Am interested in converting Delco points dizzy and am having a hard time deciding which one to use. Wondering if anybody has used the unit advertised in PerformanceYears as "blowing away Petronix" the GME29? Main concerns are making sure hood tach continues to work,not eliminating the resistance wire and supposedly if I ever had a dead battery and needed a jump would the unit get fried. Frustating to me that the advertising is so vague and I figured some of you have been down this road already. Thanks for any help you can provide,Paul


----------



## geeteeohguy (Feb 2, 2008)

Some of the guys who have done this will chime in. You use the term 'blowing away Petronix'.....which leads me to believe you anticipate performance gains with an HEI conversion. Not true. There are no performance gains to be had with HEI over the stock ignition system, only lack of maintenance. Points need replacing every 15,000 miles, while HEI is virtually maint. free. I like points in my cars, as it's 'part of the musclecar experience" and they are more reliable than HEI (no 'brain' to burn out and no magnetic pickup to fail). BTDT many times.


----------



## MAP53 (Nov 10, 2013)

I was going to, and still might convert my 69. I have used Pertronix for years in my Mustangs without a snag, I just converted the 73 Corvette I am building too. I figured I would do the GTO this winter when I pull the engine out. For now I decided to go ahead and change the points for this summer. I have to say it's been awhile since I installed a set of points and tuned them in with a dwel meter, as soon as I flipped up the metal window it brought back memories of the old days, and when you adjust them you can actually feel something happen, I kind of dig it. So for now anyway I'm sticking with the points. Besides when the EMP bomb goes off and the aliens start chasing us around, my trusty old goat will still be chugging along (maybe):jawDrop:


----------



## 05GTO (Oct 6, 2004)

captainfish1951 said:


> not eliminating the resistance wire and supposedly if I ever had a dead battery and needed a jump would the unit get fried.

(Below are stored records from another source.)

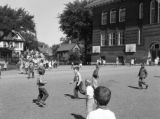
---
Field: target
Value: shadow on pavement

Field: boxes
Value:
[154,76,160,78]
[71,113,86,119]
[64,94,86,99]
[128,86,141,89]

The resistor wire was used to prevent the points from being burnt while running the car, during the start cycle the starter supplies full voltage to the coil in parallel to the resistor wire. If you go electronic there is no need to use the resistor wire.


----------



## BearGFR (Aug 25, 2008)

I second the motion. Test after test after test has shown that there are no performance gains - none - zip - zero - nada from switching over to electronic ignition in engines that live in the rpm ranges where street Pontiacs tend to be "happy". An ignition system can either light the fire or it can't. There's not really any such thing as lighting it "so much better it'll shave 10ths off your e.t.". True, a points system is going to have trouble above 6000 rpm, but so is a stock HEI, Pertronix, or any system that uses a single primary voltage "cut off" to trigger a secondary discharge voltage in a coil. This is because there's just not enough time between pulses to build a good "saturation" in the coil. Keeping things going much beyond 6000 rpm requires some sort of capacitive discharge system. 

Bear


----------